On Thursday, July 5, 1984, an attempt to kidnap Nigeria’s Minister of Transport and Aviation, Alhaji Umaru Dikko, was foiled by the British after he had been drugged and put in a crate to answer for corruption charges laid against him. Dikko had fled Nigeria following the military coup that aborted the Alhaji Shehu Shagari government on December 31, 1983. He had been accused of stealing $4 billion of government money.
For the sake of many of us who did not witness the event of the time, I visited the archives to research more on Nigeria’s most diplomatic blunder to date. This shameful episode of Nigerian history is known as the Dikko Affair.
Who Was Umaru Dikko?
Umaru Dikko was born in Wamba, present-day Nasarawa State on December 31, 1936. He had his secondary education at the prestigious Barewa College, in Zaria, Kaduna State, and took a Bachelor of Science degree in Mathematics graduating with First Class Honours from Birkbeck College, University of London, and worked for some time with the BBC’s Hausa-language service.

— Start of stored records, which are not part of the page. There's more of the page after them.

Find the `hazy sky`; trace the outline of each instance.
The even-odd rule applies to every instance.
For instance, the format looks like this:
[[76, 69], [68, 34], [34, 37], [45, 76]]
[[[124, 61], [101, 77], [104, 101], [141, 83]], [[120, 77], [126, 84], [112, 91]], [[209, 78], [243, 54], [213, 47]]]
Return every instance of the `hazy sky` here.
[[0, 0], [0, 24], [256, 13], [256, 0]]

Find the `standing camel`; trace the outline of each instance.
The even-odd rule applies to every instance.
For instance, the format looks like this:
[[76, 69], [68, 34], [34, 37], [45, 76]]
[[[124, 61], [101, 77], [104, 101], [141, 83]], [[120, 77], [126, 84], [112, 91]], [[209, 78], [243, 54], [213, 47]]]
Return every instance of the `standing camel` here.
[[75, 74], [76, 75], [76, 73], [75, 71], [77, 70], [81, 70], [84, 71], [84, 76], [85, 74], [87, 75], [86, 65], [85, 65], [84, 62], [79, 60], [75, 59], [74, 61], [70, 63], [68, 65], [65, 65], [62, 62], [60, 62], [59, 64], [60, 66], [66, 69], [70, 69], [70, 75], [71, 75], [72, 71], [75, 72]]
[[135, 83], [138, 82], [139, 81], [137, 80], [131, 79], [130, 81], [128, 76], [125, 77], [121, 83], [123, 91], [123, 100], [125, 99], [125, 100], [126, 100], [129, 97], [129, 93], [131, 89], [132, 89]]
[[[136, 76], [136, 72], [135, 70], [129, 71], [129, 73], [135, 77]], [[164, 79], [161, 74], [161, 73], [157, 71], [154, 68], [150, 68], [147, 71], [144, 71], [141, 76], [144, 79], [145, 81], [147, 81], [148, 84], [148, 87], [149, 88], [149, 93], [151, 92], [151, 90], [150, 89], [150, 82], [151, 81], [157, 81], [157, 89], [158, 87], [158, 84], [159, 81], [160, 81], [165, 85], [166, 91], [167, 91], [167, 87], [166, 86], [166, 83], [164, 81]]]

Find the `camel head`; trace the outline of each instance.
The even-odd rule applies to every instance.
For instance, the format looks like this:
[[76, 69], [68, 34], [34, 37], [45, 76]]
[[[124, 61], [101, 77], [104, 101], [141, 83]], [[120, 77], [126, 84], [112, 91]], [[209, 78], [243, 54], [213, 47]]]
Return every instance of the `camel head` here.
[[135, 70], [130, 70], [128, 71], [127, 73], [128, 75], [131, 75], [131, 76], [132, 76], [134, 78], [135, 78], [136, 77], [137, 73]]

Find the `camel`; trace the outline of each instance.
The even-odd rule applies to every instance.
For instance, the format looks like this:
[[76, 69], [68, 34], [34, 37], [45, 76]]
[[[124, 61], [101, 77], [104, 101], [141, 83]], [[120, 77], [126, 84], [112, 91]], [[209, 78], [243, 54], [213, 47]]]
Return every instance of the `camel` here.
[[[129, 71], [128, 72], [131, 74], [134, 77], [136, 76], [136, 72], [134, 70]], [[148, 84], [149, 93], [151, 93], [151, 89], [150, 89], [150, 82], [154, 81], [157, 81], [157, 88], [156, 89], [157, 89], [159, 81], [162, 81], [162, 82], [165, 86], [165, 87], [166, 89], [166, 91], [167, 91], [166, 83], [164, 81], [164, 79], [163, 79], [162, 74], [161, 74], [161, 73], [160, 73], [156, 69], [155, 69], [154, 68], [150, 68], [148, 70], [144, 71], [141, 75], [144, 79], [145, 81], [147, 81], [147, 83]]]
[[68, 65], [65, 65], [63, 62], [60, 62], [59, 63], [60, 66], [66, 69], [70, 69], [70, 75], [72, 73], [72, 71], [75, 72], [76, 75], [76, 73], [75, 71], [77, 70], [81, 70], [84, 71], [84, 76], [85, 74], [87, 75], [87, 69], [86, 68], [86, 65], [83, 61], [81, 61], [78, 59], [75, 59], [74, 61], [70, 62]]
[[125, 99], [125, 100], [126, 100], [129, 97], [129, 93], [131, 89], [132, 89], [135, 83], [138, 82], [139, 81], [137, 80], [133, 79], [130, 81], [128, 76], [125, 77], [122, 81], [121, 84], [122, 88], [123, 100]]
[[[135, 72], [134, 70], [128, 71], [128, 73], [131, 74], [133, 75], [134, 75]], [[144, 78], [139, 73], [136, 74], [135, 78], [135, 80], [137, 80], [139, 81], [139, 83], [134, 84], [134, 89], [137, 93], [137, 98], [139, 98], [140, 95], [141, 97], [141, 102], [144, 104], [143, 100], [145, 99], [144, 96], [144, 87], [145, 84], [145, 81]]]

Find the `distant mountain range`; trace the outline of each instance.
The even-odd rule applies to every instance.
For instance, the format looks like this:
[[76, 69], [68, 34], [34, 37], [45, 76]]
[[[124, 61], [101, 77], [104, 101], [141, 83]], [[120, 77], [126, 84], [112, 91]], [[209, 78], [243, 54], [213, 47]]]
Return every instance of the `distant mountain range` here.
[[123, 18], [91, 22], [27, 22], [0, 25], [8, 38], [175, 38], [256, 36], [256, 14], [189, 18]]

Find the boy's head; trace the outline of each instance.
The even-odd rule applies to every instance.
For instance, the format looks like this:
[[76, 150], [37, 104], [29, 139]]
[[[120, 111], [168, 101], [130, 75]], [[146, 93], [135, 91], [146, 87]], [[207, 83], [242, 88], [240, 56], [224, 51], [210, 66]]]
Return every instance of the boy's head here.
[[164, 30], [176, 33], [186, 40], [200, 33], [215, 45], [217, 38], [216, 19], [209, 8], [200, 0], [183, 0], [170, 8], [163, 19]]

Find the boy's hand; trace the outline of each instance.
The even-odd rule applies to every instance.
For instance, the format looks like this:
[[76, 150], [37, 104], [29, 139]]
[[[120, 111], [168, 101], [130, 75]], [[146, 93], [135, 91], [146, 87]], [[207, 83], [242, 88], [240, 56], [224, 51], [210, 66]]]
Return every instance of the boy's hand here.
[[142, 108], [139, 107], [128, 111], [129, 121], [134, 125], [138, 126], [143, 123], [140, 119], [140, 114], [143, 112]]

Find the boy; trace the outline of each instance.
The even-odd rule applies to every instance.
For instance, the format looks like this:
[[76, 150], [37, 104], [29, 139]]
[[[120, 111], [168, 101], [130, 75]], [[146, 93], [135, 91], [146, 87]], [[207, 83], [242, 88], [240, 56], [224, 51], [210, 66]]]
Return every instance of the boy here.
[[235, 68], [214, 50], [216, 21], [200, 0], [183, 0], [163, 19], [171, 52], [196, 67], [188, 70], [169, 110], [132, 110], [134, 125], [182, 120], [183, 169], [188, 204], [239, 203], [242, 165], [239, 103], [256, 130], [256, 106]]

In 1967, he was appointed a commissioner in the then North Central State of Nigeria (now Kaduna State) and was also secretary of a committee set up by General Hassan Katsina, first military governor of Northern Nigeria, to unite the Northerners after the July countercoup in 1966.
In 1979, he was made President Shehu Shagari‘s campaign manager for the successful presidential campaign of the National Party of Nigeria. During the nation’s Second Republic (1979-1983), he played prominent roles as transport minister and head of the presidential task force on rice until a military coup, on his birthday in 1983, overthrew the Shagari’s government.
Umaru Dikko and a host of other politicians fled into exile in London. The Muhammadu Buhari-led new military regime accused him of large-scale corruption while in office, in particular of embezzling millions of dollars from the nation’s oil revenues.
Well, that’s that about the man…. Now, let’s look at the event of July 5, 1984.
The 1983 Coup
On December 31, 1983, martial music played for the first time since February 13, 1976, on Nigeria’s federal radio service. It signalled one thing. The khaki boys, as Nigerian soldiers were then called, had returned.
For example, Margaret Thatcher, Britain’s Prime Minister threatened to publish the names and account details of all Nigerians with bank accounts in the United Kingdom. However, Buhari and his military colleagues bowed out as this would have certainly destroyed the credibility of these military officers as many of them were believed to maintain foreign bank accounts, especially in the UK.
President Shehu Shagari’s government had just been overthrown in a military coup and a new military government led by Major-General Muhammadu Buhari was established.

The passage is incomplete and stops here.